I love pesto. The nuttiness from the pine nuts and walnuts and the parmesan cheese with the herbaciousness and earthiness from the basil and the slight acidity from the lemon juice (and it also helps the pesto from browning). The chicken adds some substance to the meal and the tomatoes add freshness, making it a light yet hearty meal.
I created this dish because I am completely addicted to my roasted butterflied chicken, can’t get enough of homemade pasta, and was craving pesto. If you are in a time crunch, feel free to substitute your favorite pasta and a rotisserie chicken. The pesto is super fast to make, you’ll be surprised.

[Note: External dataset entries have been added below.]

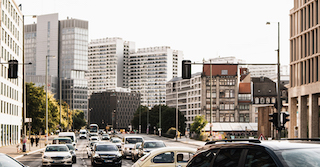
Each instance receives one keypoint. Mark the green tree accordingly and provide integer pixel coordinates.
(198, 124)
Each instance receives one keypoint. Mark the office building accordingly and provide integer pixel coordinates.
(64, 44)
(11, 89)
(107, 58)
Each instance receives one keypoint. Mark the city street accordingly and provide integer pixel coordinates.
(34, 160)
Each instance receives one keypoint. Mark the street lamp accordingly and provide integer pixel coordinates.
(278, 78)
(47, 129)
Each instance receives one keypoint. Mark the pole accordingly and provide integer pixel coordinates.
(46, 100)
(210, 101)
(278, 94)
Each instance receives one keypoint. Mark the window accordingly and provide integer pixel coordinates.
(257, 157)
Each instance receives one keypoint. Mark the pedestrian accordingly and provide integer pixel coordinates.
(32, 141)
(37, 140)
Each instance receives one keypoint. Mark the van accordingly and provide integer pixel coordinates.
(83, 134)
(71, 135)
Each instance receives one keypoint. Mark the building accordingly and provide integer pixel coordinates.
(189, 93)
(304, 84)
(106, 64)
(113, 108)
(64, 45)
(11, 90)
(149, 70)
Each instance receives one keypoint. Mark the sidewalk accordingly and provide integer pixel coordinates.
(12, 150)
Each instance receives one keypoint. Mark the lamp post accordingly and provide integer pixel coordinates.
(278, 78)
(47, 129)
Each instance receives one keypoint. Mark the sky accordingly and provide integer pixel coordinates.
(202, 29)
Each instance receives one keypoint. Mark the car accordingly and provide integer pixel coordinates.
(105, 137)
(62, 140)
(90, 148)
(117, 142)
(257, 153)
(83, 134)
(7, 161)
(134, 152)
(56, 154)
(166, 157)
(106, 154)
(149, 145)
(73, 152)
(128, 144)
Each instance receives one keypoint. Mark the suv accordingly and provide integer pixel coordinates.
(257, 153)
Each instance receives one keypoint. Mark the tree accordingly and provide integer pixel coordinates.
(198, 124)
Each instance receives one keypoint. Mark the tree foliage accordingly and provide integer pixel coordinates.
(168, 119)
(198, 124)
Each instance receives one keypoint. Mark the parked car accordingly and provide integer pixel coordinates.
(135, 151)
(56, 154)
(128, 144)
(7, 161)
(73, 153)
(166, 157)
(149, 145)
(257, 153)
(106, 154)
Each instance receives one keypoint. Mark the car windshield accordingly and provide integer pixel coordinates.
(153, 145)
(70, 146)
(106, 148)
(301, 157)
(133, 140)
(6, 161)
(57, 148)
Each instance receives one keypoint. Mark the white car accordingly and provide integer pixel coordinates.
(57, 154)
(166, 157)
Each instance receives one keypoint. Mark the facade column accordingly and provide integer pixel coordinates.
(293, 116)
(303, 116)
(313, 116)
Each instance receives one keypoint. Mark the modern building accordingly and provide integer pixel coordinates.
(304, 84)
(107, 59)
(149, 70)
(64, 45)
(11, 89)
(113, 108)
(189, 93)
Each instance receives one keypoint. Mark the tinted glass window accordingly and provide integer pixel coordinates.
(167, 157)
(228, 158)
(259, 157)
(203, 159)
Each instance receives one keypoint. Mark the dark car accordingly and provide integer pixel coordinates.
(7, 161)
(106, 154)
(255, 153)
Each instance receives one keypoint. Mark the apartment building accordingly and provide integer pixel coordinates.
(63, 46)
(189, 93)
(11, 89)
(150, 69)
(107, 60)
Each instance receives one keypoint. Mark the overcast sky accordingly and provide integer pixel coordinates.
(202, 29)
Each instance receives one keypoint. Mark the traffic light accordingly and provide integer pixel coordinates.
(186, 69)
(13, 69)
(284, 118)
(274, 120)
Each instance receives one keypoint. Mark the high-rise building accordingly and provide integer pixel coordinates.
(106, 64)
(11, 90)
(150, 69)
(64, 44)
(304, 83)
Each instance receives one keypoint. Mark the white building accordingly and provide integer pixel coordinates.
(150, 69)
(11, 90)
(189, 96)
(106, 59)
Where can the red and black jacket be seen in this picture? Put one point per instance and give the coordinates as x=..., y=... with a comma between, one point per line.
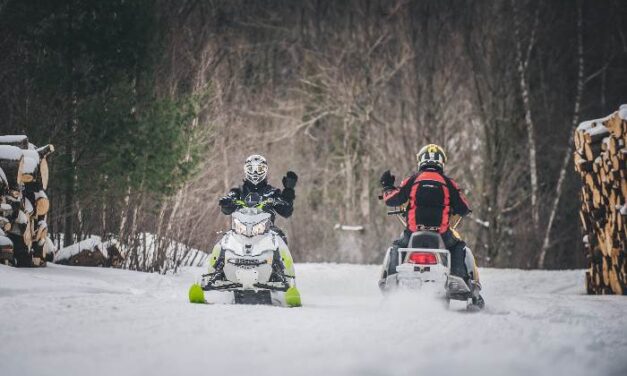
x=432, y=199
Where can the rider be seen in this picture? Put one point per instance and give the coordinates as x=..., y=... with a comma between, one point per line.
x=432, y=199
x=256, y=173
x=277, y=201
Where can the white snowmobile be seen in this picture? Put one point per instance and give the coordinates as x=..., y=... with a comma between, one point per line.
x=425, y=265
x=251, y=264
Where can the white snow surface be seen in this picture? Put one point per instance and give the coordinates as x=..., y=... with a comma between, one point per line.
x=63, y=320
x=92, y=243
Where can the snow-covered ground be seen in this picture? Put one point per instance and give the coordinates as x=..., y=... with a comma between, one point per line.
x=92, y=321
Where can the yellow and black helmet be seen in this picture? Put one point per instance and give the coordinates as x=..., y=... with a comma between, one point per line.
x=431, y=156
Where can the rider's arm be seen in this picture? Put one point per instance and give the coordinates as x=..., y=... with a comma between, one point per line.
x=284, y=202
x=459, y=202
x=399, y=196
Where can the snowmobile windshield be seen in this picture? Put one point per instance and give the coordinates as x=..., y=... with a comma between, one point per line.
x=251, y=222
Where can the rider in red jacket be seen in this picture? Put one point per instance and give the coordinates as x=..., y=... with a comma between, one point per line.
x=431, y=198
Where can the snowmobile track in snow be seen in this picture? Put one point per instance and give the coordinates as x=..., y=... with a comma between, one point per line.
x=76, y=321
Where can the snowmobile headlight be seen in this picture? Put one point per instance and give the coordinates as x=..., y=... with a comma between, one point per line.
x=239, y=227
x=260, y=228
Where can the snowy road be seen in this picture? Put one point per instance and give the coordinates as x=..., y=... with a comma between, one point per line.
x=92, y=321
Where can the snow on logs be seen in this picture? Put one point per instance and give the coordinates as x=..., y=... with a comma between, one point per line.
x=601, y=160
x=23, y=202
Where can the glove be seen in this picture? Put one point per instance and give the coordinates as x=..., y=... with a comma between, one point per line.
x=290, y=179
x=226, y=201
x=387, y=180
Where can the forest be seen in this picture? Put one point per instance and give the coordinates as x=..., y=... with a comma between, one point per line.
x=153, y=106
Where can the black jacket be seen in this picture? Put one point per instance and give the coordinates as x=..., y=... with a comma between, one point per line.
x=283, y=200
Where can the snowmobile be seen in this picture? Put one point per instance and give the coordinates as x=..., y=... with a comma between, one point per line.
x=425, y=265
x=251, y=264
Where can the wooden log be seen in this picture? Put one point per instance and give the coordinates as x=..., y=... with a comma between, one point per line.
x=12, y=163
x=591, y=151
x=582, y=164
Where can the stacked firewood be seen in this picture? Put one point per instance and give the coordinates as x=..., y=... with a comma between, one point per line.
x=24, y=204
x=601, y=160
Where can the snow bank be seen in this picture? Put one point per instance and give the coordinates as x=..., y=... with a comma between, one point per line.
x=175, y=253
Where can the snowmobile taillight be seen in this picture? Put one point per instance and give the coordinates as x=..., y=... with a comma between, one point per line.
x=423, y=258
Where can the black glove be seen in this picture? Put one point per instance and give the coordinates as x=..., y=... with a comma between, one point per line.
x=387, y=180
x=290, y=179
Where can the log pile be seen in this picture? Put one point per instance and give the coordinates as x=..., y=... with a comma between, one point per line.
x=601, y=161
x=24, y=204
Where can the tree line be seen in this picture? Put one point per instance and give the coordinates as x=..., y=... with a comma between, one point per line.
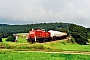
x=78, y=33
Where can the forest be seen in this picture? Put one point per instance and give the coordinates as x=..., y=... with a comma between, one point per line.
x=80, y=34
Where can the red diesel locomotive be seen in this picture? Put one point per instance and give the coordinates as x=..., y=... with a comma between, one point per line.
x=40, y=35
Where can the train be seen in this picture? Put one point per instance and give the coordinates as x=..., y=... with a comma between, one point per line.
x=40, y=35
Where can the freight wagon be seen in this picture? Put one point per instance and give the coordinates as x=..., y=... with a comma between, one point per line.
x=40, y=35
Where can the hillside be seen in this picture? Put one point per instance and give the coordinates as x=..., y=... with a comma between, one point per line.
x=27, y=27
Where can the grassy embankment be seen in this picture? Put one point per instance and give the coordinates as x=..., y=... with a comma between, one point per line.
x=4, y=55
x=56, y=46
x=59, y=45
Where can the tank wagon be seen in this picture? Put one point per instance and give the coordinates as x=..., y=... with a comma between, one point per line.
x=40, y=35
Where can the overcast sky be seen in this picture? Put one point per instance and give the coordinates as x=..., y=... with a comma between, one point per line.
x=37, y=11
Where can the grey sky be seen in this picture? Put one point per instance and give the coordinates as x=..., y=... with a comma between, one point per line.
x=35, y=11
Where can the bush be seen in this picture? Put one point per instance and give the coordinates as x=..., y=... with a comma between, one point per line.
x=11, y=38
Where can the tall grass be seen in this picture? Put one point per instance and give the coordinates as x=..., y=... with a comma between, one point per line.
x=40, y=56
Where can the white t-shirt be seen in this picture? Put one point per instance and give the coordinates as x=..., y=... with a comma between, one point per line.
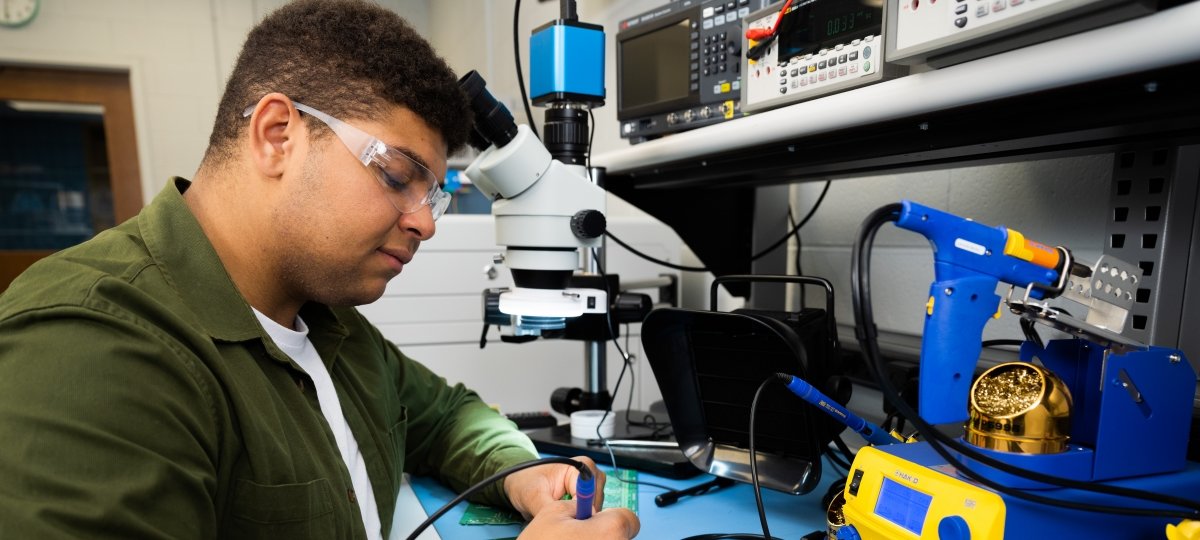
x=295, y=343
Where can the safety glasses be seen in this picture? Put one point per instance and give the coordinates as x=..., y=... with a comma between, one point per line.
x=407, y=184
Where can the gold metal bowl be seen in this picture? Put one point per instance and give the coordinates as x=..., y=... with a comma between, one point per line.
x=1020, y=408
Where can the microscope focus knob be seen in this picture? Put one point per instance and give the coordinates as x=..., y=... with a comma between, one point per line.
x=588, y=223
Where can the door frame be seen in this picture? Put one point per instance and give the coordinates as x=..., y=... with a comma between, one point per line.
x=108, y=88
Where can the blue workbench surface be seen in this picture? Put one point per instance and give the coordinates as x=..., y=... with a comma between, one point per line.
x=727, y=510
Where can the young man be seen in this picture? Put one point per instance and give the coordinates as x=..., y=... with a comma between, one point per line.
x=199, y=371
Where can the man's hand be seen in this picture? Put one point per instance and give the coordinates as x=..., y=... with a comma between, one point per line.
x=557, y=521
x=535, y=487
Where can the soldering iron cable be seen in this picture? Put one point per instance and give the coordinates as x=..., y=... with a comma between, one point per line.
x=868, y=339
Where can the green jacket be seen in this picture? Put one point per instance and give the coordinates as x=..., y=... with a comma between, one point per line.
x=139, y=397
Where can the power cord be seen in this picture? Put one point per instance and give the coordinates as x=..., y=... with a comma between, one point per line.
x=516, y=58
x=868, y=337
x=585, y=474
x=625, y=366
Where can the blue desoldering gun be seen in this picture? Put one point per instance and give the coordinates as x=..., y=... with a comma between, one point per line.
x=970, y=259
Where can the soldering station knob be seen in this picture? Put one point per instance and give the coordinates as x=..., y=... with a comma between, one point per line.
x=588, y=223
x=1020, y=408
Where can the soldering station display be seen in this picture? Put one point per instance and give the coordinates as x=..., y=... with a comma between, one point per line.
x=808, y=49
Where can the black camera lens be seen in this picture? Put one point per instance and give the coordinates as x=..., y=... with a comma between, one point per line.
x=493, y=121
x=567, y=133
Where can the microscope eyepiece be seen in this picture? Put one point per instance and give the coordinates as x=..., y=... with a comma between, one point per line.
x=493, y=121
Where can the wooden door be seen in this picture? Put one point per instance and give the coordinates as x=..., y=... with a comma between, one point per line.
x=69, y=161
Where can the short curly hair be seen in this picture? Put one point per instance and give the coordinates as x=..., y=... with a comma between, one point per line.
x=348, y=58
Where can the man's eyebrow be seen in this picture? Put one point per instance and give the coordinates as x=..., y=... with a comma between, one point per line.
x=408, y=153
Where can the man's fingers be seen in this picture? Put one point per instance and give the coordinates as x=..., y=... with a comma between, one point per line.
x=621, y=519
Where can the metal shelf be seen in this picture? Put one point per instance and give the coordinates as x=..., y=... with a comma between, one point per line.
x=1092, y=91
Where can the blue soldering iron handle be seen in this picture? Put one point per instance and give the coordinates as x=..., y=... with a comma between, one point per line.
x=873, y=433
x=585, y=493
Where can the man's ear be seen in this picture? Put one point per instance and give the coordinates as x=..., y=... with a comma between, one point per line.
x=275, y=135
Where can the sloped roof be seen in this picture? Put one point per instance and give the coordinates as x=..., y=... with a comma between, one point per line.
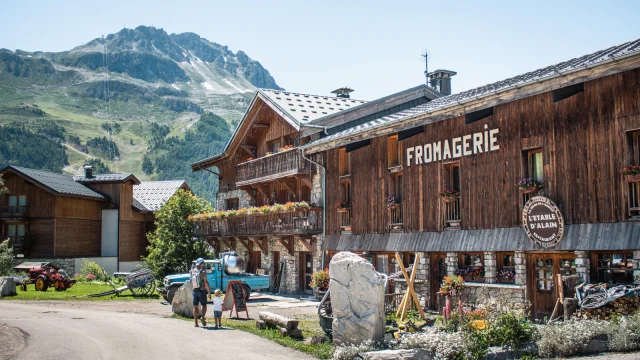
x=106, y=178
x=303, y=108
x=57, y=183
x=151, y=195
x=582, y=62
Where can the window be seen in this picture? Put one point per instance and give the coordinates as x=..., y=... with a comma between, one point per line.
x=471, y=266
x=232, y=204
x=614, y=268
x=506, y=268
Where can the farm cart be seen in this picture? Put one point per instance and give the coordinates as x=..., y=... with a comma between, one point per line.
x=44, y=275
x=140, y=283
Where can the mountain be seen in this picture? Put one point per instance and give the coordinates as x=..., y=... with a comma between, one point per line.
x=139, y=94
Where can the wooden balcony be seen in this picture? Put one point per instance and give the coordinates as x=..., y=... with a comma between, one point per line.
x=396, y=222
x=451, y=214
x=13, y=212
x=283, y=164
x=344, y=219
x=294, y=222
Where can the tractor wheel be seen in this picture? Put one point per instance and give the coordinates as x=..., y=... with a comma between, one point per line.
x=171, y=293
x=42, y=284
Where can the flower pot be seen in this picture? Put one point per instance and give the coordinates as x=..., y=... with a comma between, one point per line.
x=530, y=190
x=633, y=178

And you definitely won’t be disappointed.
- 3-4 C. fresh basil
- 2 cloves garlic
- 1/4 C. pine nuts, toasted
- 1/4 C. walnuts, toasted
- juice from 1/2 a lemon
- 2/3 C. extra virgin olive oil
- kosher salt and black pepper to taste
- 1/2 C. freshly grated parmesan cheese
Pulse nuts in food processor until finely chopped. Add basil, garlic and lemon juice and pulse until coarse. Slowly stream in olive oil until full incorporated and smooth. Add salt and pepper, combine. Add cheese last (otherwise the heat from the blades will melt the cheese and you’ll get a globby mess) and taste for seasoning, adjust as necessary.
- 1 lb. of your favorite pasta (I used my fresh linguini with semolina recipe)
- 1 roasted chicken, shredded (I used my roasted, butterflied chicken recipe)
- 1 package of cherry tomatoes, halved
Cook pasta as directed, reserve cooking liquid. Toss pasta with pesto. Add chicken and tomatoes and combine. Devour.